Srimeghana, Kankipati; Dodda, Saikrishna; Sk, Anagha; Tango, Tamara; Dixit, Aishwar; Sahu, Sweta.
Afiliação
  • Srimeghana K; Medicine and Surgery, Andhra Medical College, Visakhapatnam, IND.
  • Dodda S; Medicine, Navodaya Medical College, Raichur, IND.
  • Sk A; Internal Medicine, Government Medical College Thiruvananthapuram, Thiruvananthapuram, IND.

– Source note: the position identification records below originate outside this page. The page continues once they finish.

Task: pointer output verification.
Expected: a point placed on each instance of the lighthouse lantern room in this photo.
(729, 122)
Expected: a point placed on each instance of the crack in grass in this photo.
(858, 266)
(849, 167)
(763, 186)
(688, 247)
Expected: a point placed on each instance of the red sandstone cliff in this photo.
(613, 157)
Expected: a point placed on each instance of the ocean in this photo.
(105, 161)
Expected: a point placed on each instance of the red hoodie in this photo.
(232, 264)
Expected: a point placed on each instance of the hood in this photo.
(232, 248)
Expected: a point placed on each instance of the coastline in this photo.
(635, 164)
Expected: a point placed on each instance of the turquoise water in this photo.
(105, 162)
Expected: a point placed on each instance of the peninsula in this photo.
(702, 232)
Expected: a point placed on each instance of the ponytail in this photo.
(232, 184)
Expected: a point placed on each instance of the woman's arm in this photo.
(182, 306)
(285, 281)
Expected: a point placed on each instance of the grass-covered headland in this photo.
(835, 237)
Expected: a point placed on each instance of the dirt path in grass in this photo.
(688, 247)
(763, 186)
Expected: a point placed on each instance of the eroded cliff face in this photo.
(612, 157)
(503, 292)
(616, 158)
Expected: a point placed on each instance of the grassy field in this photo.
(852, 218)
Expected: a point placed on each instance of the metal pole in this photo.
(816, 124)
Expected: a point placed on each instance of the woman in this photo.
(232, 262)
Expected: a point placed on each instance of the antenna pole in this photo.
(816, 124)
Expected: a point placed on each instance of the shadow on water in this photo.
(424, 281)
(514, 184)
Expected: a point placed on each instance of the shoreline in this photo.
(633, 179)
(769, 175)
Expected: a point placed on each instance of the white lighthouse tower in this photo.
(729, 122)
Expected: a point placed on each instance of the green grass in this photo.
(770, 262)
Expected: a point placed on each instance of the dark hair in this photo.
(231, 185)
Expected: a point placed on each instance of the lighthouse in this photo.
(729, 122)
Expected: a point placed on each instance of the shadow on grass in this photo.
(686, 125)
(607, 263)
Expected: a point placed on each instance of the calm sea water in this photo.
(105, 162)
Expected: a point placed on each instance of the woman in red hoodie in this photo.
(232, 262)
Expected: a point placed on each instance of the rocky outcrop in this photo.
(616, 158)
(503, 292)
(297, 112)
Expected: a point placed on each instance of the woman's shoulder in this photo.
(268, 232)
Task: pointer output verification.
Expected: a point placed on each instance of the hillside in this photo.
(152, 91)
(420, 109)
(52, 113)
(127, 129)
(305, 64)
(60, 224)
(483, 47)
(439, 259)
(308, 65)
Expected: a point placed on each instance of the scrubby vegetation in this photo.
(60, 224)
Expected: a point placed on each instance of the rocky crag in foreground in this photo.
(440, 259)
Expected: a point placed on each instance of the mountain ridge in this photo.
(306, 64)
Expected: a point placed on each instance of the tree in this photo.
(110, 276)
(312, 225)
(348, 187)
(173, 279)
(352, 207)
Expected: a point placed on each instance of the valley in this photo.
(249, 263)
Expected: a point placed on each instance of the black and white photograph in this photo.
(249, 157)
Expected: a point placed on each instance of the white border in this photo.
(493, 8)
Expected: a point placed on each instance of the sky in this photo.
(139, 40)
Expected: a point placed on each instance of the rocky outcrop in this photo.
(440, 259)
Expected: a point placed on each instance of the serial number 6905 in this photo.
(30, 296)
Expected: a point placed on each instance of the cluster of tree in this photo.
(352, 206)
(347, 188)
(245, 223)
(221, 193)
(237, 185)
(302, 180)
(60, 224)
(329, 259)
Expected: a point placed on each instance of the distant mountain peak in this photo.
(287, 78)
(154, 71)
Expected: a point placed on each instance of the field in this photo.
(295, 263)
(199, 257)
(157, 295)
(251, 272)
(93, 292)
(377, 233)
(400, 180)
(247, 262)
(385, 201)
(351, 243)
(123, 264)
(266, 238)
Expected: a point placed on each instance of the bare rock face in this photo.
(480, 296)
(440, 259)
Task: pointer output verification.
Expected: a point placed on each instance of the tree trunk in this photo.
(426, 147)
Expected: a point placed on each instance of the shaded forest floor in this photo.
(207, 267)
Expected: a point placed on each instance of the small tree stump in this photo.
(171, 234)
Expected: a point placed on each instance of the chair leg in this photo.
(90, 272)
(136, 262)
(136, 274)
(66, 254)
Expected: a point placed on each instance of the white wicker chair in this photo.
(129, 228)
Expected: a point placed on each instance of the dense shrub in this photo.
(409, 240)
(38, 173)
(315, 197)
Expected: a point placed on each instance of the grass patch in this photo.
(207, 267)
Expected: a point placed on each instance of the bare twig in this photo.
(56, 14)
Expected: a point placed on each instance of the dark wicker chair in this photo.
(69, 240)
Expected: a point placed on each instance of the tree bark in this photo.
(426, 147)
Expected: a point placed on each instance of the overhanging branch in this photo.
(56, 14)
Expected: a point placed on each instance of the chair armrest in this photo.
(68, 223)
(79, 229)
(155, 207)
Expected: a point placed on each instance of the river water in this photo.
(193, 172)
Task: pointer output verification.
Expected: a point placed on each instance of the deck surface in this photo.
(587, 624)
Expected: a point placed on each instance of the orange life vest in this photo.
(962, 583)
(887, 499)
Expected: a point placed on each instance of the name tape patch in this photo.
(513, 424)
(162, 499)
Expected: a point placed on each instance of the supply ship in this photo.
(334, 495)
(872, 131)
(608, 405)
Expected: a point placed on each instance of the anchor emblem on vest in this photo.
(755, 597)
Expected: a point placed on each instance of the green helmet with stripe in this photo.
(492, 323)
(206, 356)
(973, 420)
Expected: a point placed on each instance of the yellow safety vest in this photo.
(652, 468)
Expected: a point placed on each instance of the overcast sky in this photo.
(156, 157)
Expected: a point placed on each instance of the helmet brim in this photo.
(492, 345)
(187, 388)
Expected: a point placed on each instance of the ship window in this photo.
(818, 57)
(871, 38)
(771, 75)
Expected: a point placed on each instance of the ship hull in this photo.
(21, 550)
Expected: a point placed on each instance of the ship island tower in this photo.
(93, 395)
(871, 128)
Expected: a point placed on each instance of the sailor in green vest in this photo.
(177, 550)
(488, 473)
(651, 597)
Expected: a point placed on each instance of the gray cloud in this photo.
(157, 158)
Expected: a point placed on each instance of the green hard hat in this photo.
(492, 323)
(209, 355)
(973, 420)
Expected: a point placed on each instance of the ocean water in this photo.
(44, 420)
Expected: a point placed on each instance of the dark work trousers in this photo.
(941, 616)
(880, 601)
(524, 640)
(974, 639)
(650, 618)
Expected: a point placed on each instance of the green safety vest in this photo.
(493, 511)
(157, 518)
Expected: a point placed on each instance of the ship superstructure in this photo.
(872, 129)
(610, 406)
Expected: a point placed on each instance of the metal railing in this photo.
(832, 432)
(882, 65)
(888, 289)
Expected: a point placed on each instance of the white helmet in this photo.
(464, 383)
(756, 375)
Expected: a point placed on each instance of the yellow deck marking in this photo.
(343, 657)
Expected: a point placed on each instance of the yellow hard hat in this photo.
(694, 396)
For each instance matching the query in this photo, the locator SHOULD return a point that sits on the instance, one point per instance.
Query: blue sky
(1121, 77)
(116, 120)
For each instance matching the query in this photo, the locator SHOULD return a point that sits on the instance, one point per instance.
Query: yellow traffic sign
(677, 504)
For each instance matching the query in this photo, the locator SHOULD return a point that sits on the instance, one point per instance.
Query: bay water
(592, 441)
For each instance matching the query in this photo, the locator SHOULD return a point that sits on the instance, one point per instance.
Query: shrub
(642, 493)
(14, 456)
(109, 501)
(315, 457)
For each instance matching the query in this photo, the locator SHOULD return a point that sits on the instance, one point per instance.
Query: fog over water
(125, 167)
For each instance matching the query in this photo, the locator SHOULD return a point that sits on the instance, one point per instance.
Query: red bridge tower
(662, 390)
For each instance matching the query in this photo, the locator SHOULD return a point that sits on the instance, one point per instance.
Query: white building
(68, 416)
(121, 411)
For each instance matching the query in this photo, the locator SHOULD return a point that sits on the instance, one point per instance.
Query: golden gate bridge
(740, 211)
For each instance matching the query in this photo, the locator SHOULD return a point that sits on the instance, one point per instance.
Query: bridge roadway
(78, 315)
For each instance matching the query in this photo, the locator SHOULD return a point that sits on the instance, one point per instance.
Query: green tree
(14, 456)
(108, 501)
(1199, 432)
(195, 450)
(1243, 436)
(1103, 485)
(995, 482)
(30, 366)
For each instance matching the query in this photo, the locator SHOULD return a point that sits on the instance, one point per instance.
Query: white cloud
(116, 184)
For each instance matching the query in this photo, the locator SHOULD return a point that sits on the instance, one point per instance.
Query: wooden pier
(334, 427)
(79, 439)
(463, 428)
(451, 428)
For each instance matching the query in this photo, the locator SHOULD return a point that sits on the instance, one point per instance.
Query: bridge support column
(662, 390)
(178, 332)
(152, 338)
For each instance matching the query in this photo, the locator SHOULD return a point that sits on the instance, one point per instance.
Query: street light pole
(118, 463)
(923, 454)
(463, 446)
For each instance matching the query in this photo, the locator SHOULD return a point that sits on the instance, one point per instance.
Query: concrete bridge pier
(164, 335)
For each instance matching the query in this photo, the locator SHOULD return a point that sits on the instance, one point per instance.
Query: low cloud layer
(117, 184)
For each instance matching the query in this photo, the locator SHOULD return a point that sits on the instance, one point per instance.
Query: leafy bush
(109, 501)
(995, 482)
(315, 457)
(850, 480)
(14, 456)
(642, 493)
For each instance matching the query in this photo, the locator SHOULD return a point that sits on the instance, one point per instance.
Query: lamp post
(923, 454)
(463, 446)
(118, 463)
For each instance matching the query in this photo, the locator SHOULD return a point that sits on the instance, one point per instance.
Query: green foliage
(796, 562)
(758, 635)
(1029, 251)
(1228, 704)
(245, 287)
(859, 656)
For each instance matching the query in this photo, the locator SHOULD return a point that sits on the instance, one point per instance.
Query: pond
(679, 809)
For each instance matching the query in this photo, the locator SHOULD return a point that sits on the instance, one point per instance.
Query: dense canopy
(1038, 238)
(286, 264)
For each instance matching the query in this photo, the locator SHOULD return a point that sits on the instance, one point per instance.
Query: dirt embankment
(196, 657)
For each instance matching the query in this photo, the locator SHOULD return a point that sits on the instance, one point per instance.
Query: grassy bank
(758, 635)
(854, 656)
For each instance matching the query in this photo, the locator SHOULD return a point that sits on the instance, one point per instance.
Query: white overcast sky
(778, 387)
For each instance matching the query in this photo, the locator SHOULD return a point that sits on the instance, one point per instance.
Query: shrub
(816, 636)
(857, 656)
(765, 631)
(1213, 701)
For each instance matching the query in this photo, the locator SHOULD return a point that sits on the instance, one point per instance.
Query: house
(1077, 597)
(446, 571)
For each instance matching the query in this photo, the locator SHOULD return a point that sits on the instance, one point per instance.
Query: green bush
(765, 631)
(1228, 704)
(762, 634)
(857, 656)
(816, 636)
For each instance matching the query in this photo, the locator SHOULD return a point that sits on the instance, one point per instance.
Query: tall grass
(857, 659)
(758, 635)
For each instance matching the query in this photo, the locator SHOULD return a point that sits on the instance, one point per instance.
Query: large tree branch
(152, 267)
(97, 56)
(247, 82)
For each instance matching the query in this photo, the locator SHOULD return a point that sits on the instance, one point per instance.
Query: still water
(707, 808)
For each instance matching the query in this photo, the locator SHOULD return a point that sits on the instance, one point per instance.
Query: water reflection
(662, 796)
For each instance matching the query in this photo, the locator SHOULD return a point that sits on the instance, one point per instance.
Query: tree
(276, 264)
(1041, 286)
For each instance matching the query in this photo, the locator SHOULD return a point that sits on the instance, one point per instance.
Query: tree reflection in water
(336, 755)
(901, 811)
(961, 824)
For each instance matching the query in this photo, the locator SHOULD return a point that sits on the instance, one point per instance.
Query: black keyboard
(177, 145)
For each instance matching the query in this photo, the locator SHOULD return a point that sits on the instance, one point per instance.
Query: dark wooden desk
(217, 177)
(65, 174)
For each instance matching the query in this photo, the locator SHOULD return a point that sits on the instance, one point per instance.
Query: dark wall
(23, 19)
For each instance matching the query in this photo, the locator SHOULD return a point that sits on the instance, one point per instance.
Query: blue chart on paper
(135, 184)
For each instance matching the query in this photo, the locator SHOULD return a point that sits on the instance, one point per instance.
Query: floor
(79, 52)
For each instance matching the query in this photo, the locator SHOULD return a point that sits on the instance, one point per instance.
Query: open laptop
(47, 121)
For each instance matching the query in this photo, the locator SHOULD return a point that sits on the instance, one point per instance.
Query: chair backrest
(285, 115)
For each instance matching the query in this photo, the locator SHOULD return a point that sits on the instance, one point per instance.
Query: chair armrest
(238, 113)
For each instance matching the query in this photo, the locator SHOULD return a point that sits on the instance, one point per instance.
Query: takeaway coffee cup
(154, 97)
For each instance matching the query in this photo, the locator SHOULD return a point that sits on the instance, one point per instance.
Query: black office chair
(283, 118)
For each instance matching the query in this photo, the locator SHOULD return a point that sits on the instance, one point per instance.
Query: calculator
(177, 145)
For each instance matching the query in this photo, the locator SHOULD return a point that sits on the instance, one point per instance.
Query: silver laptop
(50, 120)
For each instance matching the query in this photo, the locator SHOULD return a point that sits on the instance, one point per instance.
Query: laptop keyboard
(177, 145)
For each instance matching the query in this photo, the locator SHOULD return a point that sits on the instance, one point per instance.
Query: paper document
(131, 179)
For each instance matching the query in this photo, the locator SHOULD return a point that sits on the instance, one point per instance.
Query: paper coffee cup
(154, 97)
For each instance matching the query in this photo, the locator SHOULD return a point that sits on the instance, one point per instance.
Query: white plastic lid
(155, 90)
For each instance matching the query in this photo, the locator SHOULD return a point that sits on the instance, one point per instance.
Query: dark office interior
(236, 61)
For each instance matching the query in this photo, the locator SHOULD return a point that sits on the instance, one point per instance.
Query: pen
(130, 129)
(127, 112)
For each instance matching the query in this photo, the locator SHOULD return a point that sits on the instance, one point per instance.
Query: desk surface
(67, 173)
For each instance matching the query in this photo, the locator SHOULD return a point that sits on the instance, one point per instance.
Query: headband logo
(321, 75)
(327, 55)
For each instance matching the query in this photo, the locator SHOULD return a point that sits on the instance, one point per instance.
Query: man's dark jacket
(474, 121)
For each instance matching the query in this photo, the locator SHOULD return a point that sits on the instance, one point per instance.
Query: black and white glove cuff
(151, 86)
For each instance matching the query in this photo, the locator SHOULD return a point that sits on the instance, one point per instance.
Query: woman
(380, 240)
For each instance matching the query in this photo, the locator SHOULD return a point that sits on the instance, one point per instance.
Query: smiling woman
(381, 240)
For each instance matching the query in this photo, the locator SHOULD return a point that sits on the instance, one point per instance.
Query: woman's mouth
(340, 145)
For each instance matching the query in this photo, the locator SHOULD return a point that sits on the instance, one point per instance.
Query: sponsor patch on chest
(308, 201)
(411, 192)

  • Tango T; Pediatrics, Faculty of Medicine Universitas Indonesia, Jakarta, IDN.
  • Dixit A; Internal Medicine, Baba Raghav Das Medical College, Gorakhpur , IND.
  • Sahu S; Surgery, Jagadguru Jayadeva Murugarajendra (JJM) Medical College, Davanagere, IND.
Cureus ; 15(1): e33280, 2023 Jan.
Article em En | MEDLINE | ID: mdl-36741656
ABSTRACT
De Barsy syndrome (DBS) is an exceedingly rare autosomal recessively inherited genetic disorder that manifests as premature aging with progeroid features. Typically, the skin loses its elasticity, causing laxity, wrinkling, and sagging. Other characteristics include ophthalmological, orthopedic, and neurological abnormalities. As of 2011, only 27 DBS cases had been recorded. This paper reports the case of a two-day-old female infant who was referred to the pediatrics department with complaints of lax skin, a progeroid appearance, a short stature, hazy corneas, and bilateral claw-like hands with thin overlapping fingers. She also had features of pectus excavatum and visible veins over her chest and abdomen. There was a history of third-degree consanguineous parents in this patient. This patient was diagnosed with De Barsy syndrome due to findings on the Verhoeff Van Gieson staining, which demonstrated a marked decrease in elastic tissue fibers. Palliative care was recommended for this infant. We report this case considering its extreme rarity.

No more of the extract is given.